I tried pretty long and hard on this. Since the dataset is quite big, doing a grid search took quite a while. Also I did not remove the padding which could have sped up the process.

I used the excellent LIBSVM implementation with rbf kernel and the provided grid search tool. I distributed the work on 10 local processors which was quite easy.

I tried several scalings of the original dataset:
Scaling between 0 and 1, between -1 and 1 and normalizing to unit Euclidean length.
First I did a coarse grid search using 5 fold cross validation on a 5000 sample subset of the training set. I also tried 10000 samples and got similar results.
The grid search looked something like:

The scaling between -1 and 1 seemed to work best, so I did a finer grid-search using this scaling and arrived at

gamma =  0.00728932024638  and C = 2.82842712475

python -log2c 0.5,2.5,0.2 -log2g -7.5,-6.5,0.2 -v 5 -h

Using these parameters I trained on the whole training set and tested on the test-set to obtain....


... which is close enough so that I can finally rest ...

[edit] By the way, the I used the default tolerance of the libsvm command line interface, which is 0.001. [/edit]


  1. Dear Andy,

    i am realy happy that you did all this work. But how did you seperate all ten classes? Did you use a multiclass svm? Or did you train ten different SVMs? Maybe you wrote it (implicit), but I'm not familiar with LIBSVM.

    Thanks in advance.
    Frerk Saxen

  2. Hi Frerek.

    Actually I am not so sure what LibSVM does there. It definitely trains 10 one-vs-rest SVMs. But I think it does this somehow in a smart way... but maybe this is "just" some smart way of doing the optimizations. I guess you would have to look into the original paper on the LibSVM website.
    It definitely uses the same parameters for all 10 SVMs so you could probably get better by searching parameters for each SVM separately... But I was happy to reproduce something close to the result reported on the MNIST website.


  3. Thank you Thank you Thank you Thank you!!!
    I was straggling to reproduce the 98.6 accuracy or at least something close, and now thanks to you I did it.
    Thank you, you're awesome!!!

  4. Thanks a lot for this post! but as I'm new to Matlab, Libsvm and MNIST, I have a couple of questions: first, could you please show me a code that uses cross-validation to find the optimal value for parameter 'c'? and second, I have heard about an algorithm called 'whitening' the images. Do you know how it could be applied to MNIST?

    1. By now I would do it with python and scikit-learn.
      I might write a new version of this post some time soon.
      With scikit-learn, the complete code looks something like this:
      Be aware, though, this might take a while and will use all available CPUs.

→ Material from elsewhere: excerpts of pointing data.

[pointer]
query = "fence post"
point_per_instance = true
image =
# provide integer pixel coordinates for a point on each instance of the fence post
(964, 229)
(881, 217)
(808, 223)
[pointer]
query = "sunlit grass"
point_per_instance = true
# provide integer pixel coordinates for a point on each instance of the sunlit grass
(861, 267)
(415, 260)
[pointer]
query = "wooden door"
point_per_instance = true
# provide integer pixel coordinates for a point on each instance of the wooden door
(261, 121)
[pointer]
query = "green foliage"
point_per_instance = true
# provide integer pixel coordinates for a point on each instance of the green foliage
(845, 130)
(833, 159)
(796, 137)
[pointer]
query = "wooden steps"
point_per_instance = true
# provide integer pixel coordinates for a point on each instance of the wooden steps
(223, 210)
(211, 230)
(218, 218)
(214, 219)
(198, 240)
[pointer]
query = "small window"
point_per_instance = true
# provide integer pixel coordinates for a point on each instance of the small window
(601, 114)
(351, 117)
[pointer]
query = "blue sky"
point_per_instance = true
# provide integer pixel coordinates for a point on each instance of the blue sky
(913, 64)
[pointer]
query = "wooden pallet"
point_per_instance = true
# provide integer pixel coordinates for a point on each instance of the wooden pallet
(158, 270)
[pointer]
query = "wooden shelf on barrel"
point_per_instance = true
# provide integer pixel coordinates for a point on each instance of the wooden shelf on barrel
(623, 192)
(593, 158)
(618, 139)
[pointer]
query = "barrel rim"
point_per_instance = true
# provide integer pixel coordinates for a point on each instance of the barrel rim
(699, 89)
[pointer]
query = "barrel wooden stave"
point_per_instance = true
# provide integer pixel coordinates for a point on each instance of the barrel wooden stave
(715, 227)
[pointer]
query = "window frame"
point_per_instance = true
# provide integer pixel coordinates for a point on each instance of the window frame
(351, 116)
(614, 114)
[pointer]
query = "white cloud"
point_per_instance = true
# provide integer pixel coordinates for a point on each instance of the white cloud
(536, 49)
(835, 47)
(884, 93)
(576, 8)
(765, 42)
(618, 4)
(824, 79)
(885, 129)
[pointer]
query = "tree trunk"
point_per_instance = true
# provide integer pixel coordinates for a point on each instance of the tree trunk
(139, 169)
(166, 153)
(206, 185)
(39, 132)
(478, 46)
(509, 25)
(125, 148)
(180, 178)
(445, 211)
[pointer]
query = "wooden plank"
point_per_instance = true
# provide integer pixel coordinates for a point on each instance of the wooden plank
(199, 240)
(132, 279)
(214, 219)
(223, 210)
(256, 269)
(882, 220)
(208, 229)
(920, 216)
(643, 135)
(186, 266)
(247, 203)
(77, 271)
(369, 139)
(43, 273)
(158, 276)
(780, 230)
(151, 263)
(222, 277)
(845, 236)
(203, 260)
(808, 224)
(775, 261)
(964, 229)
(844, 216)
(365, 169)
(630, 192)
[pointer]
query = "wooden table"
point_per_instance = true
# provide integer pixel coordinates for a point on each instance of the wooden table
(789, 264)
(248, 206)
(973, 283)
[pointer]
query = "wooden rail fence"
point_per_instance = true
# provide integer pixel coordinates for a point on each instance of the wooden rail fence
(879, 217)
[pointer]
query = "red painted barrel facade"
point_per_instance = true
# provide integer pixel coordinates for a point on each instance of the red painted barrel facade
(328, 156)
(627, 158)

    2. Oh and about whitening: I doubt that would help with mnist. Though you can try with scikit-learn with PCA(whiten=True).

  5. Sort of old thread here sorry, came across it while googling...

    I actually got worse results with whitening. I think it sort of introduced grey regions where there were prieviously none. As you noted, the dataset has very little variance - which is what whitening tried to maximize.

    I really don't get why this dataset is such a benchmark. Just because its small grey-scale images.. easy to use. *frown*.